By Doug Macron
InteRNA Technologies and Silence Therapeutics this week announced that they have forged a research and development collaboration to evaluate Silence's lipid-based drug-delivery technology with InteRNA's therapeutic microRNA mimics.
Under the deal, Silence will use its AtuPlex lipid vehicles to formulate undisclosed InteRNA miRNA sequences. Both companies will conduct in vitro and in vivo experiments on the agents and select lead drug candidates for further evaluation.
Silence will be paid undisclosed upfront fees and research payments. Additional terms were not disclosed.
According to InteRNA CEO Roel Schaapveld, the decision to partner with Silence was largely based on the groundwork already laid by the company related to its AtuPlex platform.
The technology is based on proprietary lipids that can embed an oligonucleotide into multiple lipid bilayer structures, resulting in a nanoparticle comprising a therapeutic payload, a cationic lipid, a fusiogenic lipid, and polyethylene glycol, according to Silence. In addition, the company has shown that the nanoparticles can be lyophilized to simplify handling and storage.
Importantly, AtuPlex has already demonstrated safety in the clinic as Silence nears completion of a phase I trial of Atu027, an siRNA-based cancer therapy delivered by the technology. Earlier this year, the company presented data from that study showing the drug to be safe and well tolerated at therapeutically relevant doses (GSN 6/9/2011).
In addition, Silence is capable of manufacturing AtuPlex nanoparticles in accordance with current good manufacturing practice standards, a “manufacturing bottleneck that a lot of drug-delivery technologies are [still] facing,” Schaapveld noted.
For its part, Silence sees the deal as a way to realize additional value from its delivery technology as it pursues its own RNAi drug candidates, a long-standing goal for the company.
At the time Silence released Atu027's phase I data, the firm's then-CEO Philip Haworth told Gene Silencing News that he hoped the findings would help get the attention of potential partners interested in using the delivery technology with their own drug candidates.
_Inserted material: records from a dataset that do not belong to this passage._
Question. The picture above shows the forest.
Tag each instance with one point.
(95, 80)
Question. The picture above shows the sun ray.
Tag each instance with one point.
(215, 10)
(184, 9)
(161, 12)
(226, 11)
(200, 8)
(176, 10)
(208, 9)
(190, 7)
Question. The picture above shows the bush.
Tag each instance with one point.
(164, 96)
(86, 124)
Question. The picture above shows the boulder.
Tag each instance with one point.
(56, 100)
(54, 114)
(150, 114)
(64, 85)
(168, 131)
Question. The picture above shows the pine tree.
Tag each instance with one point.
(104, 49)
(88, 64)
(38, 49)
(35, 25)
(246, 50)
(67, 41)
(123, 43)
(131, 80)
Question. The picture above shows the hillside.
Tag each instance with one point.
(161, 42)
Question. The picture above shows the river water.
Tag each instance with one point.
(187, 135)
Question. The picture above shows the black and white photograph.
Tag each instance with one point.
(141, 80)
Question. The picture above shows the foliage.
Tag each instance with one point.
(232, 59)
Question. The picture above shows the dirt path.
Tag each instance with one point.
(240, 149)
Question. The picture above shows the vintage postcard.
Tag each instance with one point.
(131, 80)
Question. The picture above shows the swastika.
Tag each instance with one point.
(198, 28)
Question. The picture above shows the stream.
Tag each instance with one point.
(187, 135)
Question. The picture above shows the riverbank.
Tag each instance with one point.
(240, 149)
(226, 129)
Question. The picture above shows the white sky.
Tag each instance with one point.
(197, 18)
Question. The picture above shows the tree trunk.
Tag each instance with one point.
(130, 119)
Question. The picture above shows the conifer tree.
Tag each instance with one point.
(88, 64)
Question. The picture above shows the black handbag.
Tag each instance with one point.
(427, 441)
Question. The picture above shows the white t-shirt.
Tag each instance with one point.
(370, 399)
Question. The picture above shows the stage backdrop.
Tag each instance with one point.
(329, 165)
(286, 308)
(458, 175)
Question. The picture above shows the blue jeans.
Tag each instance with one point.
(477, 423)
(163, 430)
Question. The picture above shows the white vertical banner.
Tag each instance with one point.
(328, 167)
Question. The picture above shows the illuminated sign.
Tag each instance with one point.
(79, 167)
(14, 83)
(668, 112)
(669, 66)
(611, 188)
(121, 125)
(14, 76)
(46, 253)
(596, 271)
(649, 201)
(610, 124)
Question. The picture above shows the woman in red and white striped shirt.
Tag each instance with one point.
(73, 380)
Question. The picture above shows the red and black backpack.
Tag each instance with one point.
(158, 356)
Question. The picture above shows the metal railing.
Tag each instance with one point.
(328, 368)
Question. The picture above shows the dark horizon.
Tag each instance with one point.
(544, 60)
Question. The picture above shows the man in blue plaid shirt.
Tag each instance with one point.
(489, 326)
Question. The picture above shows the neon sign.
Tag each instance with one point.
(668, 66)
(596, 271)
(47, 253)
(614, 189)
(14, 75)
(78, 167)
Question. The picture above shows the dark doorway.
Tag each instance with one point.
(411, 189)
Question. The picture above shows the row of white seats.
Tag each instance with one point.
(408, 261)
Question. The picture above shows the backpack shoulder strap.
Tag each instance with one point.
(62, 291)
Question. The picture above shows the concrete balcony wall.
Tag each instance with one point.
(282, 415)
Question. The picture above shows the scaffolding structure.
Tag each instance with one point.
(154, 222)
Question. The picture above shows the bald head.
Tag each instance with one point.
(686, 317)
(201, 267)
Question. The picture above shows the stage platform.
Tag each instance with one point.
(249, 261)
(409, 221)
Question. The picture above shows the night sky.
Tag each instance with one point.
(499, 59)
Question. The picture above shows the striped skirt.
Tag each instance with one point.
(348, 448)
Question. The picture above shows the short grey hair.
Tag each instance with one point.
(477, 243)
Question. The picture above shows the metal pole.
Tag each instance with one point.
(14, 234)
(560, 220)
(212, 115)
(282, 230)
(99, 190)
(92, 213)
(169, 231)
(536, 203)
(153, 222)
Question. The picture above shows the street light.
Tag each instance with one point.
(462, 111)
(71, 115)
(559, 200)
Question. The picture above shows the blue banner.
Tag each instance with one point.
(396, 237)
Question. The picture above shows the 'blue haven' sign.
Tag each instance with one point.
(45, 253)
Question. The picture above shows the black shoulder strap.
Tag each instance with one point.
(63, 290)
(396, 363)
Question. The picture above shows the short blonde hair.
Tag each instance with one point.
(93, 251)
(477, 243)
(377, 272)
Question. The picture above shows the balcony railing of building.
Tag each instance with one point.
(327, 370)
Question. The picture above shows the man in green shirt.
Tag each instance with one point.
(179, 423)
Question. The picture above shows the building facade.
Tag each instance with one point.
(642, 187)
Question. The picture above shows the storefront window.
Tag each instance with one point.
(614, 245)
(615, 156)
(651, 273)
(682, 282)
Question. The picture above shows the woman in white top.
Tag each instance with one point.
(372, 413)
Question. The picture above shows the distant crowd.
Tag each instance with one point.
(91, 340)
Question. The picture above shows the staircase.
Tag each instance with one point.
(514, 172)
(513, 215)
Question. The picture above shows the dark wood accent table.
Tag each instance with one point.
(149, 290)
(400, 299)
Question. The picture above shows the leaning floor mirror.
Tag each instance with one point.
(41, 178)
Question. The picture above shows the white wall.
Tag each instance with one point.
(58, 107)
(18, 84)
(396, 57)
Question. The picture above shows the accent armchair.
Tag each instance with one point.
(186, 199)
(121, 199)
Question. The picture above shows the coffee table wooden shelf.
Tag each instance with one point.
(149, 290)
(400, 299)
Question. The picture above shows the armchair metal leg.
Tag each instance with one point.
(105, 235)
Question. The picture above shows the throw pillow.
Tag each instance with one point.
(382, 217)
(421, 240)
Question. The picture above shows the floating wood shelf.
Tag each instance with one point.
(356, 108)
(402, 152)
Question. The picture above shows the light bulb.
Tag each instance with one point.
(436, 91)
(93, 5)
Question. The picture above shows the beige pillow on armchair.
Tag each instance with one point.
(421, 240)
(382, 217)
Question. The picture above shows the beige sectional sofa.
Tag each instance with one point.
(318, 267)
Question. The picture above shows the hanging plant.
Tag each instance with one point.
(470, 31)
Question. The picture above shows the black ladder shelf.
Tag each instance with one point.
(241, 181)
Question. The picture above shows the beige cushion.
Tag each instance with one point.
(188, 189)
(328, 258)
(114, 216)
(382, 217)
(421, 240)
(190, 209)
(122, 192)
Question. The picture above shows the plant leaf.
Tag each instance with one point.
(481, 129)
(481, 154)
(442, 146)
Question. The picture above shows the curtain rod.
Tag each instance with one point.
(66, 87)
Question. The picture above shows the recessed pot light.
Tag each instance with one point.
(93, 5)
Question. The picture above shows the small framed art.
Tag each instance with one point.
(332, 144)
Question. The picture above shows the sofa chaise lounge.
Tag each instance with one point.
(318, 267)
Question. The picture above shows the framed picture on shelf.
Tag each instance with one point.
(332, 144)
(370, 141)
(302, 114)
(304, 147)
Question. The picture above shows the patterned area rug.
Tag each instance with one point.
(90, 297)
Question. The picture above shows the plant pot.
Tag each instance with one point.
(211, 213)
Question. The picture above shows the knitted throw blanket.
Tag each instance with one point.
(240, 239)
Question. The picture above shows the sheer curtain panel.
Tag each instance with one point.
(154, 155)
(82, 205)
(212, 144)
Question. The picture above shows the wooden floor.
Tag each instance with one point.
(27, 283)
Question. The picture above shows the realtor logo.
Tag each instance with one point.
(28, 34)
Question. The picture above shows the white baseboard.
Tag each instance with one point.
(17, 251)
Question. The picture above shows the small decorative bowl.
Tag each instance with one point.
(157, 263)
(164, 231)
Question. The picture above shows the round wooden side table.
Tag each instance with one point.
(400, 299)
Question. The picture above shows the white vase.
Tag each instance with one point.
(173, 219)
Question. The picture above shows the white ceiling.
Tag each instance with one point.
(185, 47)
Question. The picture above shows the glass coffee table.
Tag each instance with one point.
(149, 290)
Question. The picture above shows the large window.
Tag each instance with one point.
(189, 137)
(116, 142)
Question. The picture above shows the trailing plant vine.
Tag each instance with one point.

This week, Silence COO Thomas Christely noted in a statement that “it is in our interest to broaden the potential value of our AtuPlex delivery system as a vehicle to modify gene expression using different oligonucleotide classes, alongside our continuing focus on our internal siRNA therapies.”
Few details about the drug candidates covered by the collaboration with IntRNA have been publicly disclosed, but Schaapveld said that the deal will focus on miRNA mimics that are expected to have therapeutic potential in cancer, the company's primary therapeutic focus.
He is keeping wraps on the specific miRNAs that will be formulated with Silence's technology, but said that they are implicated in “signal-transduction pathways … [as well as] biological processes involved in cancer initiation and progression,” such as B-raf, p53, and Wnt.
He also noted that for each of InteRNA's programs, the company is experimenting with multiple miRNAs and has made the appropriate intellectual property filings.
In addition to the miRNA mimics covered under the Silence arrangement, InteRNA is considering developing miRNA inhibitors, Schaapveld said. It is looking into developing both standalone cancer treatments based on the small, non-coding RNAs, as well as ones that would be used in combination with existing small-molecule and antibody therapies as a way to address drug sensitivity and resistance.
At InteRNA, a handful of drug candidates are advancing out of the discovery stage and into formal preclinical testing, he said, and the company hopes to be ready to file an investigational new drug application by late 2013. Whether that first clinical candidate will be a miRNA mimic or antagonist, however, is unclear.
“We let the science determine what a candidate will be in the end,” Schaapveld said.